The problem with our orbiting landfill is not merely that it is ugly. It is also dangerous. It risks danger to future space flights and future satellites. The Kessler Syndrome, named after NASA scientist Donald J. Kessler, proffers a scenario: debris in low Earth orbit (LEO) may become sufficiently dense that collisions between objects could cause a cascade where each collision would generate smaller particles in increased number; and the increased number of objects would then increase the number of collisions. The cascade would pulverize anything that comes within its region. The LEO region would become impassable for future launch vehicles.

To date, no one has been held financially responsible for space junk. Those who make profits or who otherwise gain from sending this material into space are not required to recycle or dispose of their waste. Space waste accumulates, but nobody is required to pay for cleaning it up. Nations or corporations treat the Greater Earth as their ashtray, as a public trash dump. Follow the money.

If we define Greater Earth as a part of the galactic commons, then we find ourselves already beset with a classic moral problem: those with power and influence utilize common space for their own profit while the population as a whole absorbs the cost of deterioration or degradation of what is publicly shared. If and when Earth’s planetary society consolidates its diversity into a single community of moral deliberation, then responsibility will need to be parsed and parceled according to a renewed principle of distributive justice.

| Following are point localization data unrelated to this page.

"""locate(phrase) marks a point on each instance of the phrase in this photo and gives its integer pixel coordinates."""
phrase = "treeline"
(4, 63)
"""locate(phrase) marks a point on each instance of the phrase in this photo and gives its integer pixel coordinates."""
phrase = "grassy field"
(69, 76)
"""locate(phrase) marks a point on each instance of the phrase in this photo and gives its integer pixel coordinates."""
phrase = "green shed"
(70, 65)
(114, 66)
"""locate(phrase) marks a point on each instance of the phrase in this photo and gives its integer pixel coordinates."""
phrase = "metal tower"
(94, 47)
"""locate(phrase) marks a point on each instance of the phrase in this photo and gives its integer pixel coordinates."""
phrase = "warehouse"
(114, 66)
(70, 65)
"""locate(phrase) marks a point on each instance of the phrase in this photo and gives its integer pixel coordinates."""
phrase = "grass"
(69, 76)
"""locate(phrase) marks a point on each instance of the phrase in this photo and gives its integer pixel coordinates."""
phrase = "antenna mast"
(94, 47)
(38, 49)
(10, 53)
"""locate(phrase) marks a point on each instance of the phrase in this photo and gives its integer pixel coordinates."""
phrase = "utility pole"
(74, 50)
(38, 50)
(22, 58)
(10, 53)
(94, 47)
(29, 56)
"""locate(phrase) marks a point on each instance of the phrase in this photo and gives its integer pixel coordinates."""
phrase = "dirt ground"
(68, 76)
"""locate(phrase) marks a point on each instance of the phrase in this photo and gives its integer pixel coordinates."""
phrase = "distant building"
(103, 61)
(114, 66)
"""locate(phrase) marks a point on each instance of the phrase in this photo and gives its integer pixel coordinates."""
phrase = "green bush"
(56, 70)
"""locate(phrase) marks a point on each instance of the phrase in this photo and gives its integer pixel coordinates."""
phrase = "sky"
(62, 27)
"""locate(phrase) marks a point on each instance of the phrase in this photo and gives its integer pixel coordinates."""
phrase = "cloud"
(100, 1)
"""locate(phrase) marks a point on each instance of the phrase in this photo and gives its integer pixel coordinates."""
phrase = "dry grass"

The European Space Agency has set up a Space Debris Office to coordinate research activities in all major debris disciplines, including measurements, modeling, protection, and mitigation, and coordinates such activities with the national research efforts of space agencies in Italy, the United Kingdom, France and Germany. Together with ESA, these national agencies form the European Network of Competences on Space Debris. In parallel, the Japan Aerospace Exploration Agency (JAXA) is testing to see if a tethering technique might begin the process of debris-gathering. What we are missing is a planetwide public policy regarding fiscal responsibility on the part of spacefaring parties.